Flash Point: Fire Rescue is a co-operative game about firefighting for 1-6 players. Both its difficulty and its complexity are hugely adjustable, such that it's suitable for anyone from families with elementary-age children to groups of adult gamers. Where Escape: Curse of the Temple is frantic and breathless, Flash Point is deliberate and tense. Jon Seagull reviews.

The game is played on a board showing the layout of a house with tokens indicating areas that are filled with smoke or actively on fire. There are also a number of "points of interest" that may either be victims in need of rescue or false alarms (you find out when you get there). The goal is to rescue at least seven victims from the building before the building collapses from accumulated structural damage or too many victims are lost.

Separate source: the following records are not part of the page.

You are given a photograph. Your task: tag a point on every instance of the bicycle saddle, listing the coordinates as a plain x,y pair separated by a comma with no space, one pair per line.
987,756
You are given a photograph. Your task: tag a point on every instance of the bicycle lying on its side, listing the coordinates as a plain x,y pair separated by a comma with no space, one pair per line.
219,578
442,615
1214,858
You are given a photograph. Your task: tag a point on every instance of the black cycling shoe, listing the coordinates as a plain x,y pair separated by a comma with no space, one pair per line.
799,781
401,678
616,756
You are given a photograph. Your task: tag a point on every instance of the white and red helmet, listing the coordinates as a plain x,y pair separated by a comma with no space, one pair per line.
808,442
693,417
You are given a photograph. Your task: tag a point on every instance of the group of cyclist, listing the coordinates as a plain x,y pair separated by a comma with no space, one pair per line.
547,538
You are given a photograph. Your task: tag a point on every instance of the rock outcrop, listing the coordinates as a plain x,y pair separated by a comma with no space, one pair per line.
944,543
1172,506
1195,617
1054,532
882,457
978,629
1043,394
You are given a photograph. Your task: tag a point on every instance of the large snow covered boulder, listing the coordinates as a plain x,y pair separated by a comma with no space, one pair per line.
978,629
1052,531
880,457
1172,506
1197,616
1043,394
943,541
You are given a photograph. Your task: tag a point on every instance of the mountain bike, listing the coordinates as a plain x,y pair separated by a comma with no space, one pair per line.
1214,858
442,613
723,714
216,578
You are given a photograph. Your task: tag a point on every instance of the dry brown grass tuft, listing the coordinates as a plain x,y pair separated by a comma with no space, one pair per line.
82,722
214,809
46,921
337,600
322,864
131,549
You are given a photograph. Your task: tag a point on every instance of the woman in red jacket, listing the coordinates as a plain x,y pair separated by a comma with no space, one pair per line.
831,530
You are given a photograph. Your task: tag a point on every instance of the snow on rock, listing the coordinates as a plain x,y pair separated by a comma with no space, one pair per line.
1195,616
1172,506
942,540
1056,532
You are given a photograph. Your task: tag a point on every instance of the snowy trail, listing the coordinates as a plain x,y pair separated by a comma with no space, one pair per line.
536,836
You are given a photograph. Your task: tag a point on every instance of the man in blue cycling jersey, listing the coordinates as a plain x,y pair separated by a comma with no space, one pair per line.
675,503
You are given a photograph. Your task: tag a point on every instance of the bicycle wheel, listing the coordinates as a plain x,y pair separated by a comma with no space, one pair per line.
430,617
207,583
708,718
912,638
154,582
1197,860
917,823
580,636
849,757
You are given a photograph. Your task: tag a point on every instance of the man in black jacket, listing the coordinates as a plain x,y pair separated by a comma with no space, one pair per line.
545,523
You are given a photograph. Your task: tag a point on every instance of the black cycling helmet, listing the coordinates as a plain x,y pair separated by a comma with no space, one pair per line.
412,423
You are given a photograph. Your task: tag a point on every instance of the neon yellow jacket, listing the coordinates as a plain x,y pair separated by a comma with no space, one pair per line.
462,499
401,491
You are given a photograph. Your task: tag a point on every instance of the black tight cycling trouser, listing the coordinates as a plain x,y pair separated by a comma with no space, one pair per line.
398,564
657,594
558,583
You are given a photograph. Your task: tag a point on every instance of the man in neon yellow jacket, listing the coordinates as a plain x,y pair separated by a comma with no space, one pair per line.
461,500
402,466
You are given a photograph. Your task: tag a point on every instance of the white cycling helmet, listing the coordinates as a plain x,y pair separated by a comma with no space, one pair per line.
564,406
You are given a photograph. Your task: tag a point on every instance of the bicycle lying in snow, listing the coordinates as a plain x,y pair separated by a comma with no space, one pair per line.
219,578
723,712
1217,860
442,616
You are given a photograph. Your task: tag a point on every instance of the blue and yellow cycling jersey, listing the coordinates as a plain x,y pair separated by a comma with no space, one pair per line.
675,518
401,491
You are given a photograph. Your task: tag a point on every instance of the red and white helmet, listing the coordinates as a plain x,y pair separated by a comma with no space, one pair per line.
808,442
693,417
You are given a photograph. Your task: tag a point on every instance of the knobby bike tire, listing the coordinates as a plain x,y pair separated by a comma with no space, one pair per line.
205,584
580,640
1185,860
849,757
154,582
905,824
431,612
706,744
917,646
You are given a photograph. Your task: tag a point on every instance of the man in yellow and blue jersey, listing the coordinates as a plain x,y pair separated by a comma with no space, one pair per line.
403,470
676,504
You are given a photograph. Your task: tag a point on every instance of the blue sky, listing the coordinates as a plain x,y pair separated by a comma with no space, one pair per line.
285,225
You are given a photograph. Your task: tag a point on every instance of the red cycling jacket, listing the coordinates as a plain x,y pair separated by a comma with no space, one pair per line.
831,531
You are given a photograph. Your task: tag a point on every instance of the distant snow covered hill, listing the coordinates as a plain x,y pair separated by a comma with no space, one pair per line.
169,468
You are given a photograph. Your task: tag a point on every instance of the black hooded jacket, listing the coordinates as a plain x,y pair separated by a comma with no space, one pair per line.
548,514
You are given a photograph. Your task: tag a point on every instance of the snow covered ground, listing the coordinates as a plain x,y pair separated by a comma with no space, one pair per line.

Each firefighter gets a small pool of actions (move around, extinguish some fire, open a door, etc.) to spend on their turn or save for a later turn; and after every player's turn the fire spreads based on a dice roll. The spread of the fire is very well done mechanically; making the progression unpredictable (the dice could give you anything from gently spreading smoke to a huge cascade of building-damaging explosions) but not totally random (you can see where bad things are going to happen before they do).

What makes the game so tense is the tradeoffs your group must constantly make. Moving victims toward the outside of the house (which you need to do to win) means you're not spending actions fighting the fire (which you need to do to not lose). Chopping a hole in the wall for quick access to a room means adding game-ending structural damage to the house. This means that even the games you win frequently end on the knife edge of disaster; your firefighters pulling the last victim to safety as the house teeters on the brink of collapse.

The game has a two-sided board with different house layouts, as well as a set of advanced rules for older kids and adults that makes the spread of the fire more dangerous (and accelerates the fire over the course of the game); adds explosive hazardous materials and a driveable ambulance and fire truck; and gives each firefighter a specialized role that makes them more or less suited to various tasks (the Rescue Specialist can move and chop walls quickly, but has a harder time fighting fire for example, while Fire Captain can use her actions to move other players' pieces.)

Note to parents of young children and squeamish people – nowhere in the game's rules or imagery is death mentioned specifically. Firefighters caught in the blaze are "knocked down," and start their next turn in the ambulance; while victims are "lost."